Kinder Morgan, a U.S. pipeline company that had operated safely in Canada for over 60 years, saw the same outcome with its TMX expansion. Luckily for the company, it had an international legal agreement backing it, which would have cost the Canadian government billions of dollars in a NAFTA challenge, so the Government of Canada bought the existing pipeline, plus the expansion, from Kinder Morgan.
What have Canadians received from the sale? They have received an elongated construction timeline and costs being allocated, sometimes opportunistically, to add billions to its cost base. Fortunately, as determined by all financial analyses, including that of the Parliamentary Budget Office, it still makes economic sense on its own, to say nothing of the billions of dollars of value it will bring Canadians in tax revenue and reduced differentials.
Therefore, when I hear the Minister of Natural Resources claim that his government is responsible for the jobs associated with this pipeline, I roll my eyes and ask myself who is responsible for the minister's false self-congratulations. The government loves its storytellers, even when the stories are complete fiction.
Now we will fast forward. Keystone XL has been cancelled by the whims of a new U.S. administration, mid-build, without so much as a whimper from the government. Enbridge's Line 5 is being threatened with closure by a U.S. state acting on false motives and in defiance of a pipeline treaty between our two nations that is more than 40 years old.
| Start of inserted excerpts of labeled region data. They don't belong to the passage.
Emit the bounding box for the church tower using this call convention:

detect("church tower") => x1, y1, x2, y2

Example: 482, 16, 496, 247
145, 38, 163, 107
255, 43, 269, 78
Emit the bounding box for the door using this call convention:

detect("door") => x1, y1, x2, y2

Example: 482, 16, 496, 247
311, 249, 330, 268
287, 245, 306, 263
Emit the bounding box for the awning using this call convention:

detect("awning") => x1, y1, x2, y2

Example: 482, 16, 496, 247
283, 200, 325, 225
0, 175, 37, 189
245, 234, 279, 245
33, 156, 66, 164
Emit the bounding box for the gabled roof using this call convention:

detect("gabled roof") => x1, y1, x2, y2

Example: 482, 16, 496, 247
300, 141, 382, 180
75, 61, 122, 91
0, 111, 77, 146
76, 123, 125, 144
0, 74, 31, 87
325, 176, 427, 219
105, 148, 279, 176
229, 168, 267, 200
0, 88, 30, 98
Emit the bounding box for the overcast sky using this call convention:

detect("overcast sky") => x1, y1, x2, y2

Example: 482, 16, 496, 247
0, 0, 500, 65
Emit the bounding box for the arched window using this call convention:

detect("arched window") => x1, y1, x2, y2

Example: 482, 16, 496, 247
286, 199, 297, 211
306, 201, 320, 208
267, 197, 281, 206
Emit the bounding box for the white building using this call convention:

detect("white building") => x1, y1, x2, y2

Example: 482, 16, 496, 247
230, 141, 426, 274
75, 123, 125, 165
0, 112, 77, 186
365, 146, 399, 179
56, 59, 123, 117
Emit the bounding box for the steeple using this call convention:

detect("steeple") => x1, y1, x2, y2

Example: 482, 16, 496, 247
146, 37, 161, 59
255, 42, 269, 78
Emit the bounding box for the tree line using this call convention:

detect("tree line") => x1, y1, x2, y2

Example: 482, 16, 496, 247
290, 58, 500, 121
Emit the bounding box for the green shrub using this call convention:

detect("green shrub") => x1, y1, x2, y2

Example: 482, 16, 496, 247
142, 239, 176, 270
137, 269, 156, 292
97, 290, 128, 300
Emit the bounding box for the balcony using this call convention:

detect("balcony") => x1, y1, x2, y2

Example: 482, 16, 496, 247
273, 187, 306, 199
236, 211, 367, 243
Still, the government has not raised alarms at the highest level signalling that this is unacceptable between two modern, successful trading nations. Once again, the government is feigning support but not acting decisively.
This is a fundamental piece of Canadian infrastructure and the government needs to fulfill its international relations role and step up right now. There is more danger on the horizon. Activists are lobbying against Enbridge Line 3, our main artery of oil flow. Pipelines leading to the northwest coast to get Canadian natural gas to international markets meet unforeseen hurdles, some of which are partially funded by the government.
West coast LNG is our future, no doubt about it. It means reduced carbon emissions for countries that are currently burning vast amounts of coal for power. Our responsibility is to provide them a more environmentally friendly option, because we can and because we are good at it. One such facility is under construction. One other is waiting for clarity from the government that it actually believes in environmental solutions beyond virtue signalling. This country, our pipeline industry and our future require clarity. I challenge the government to actually provide that clarity.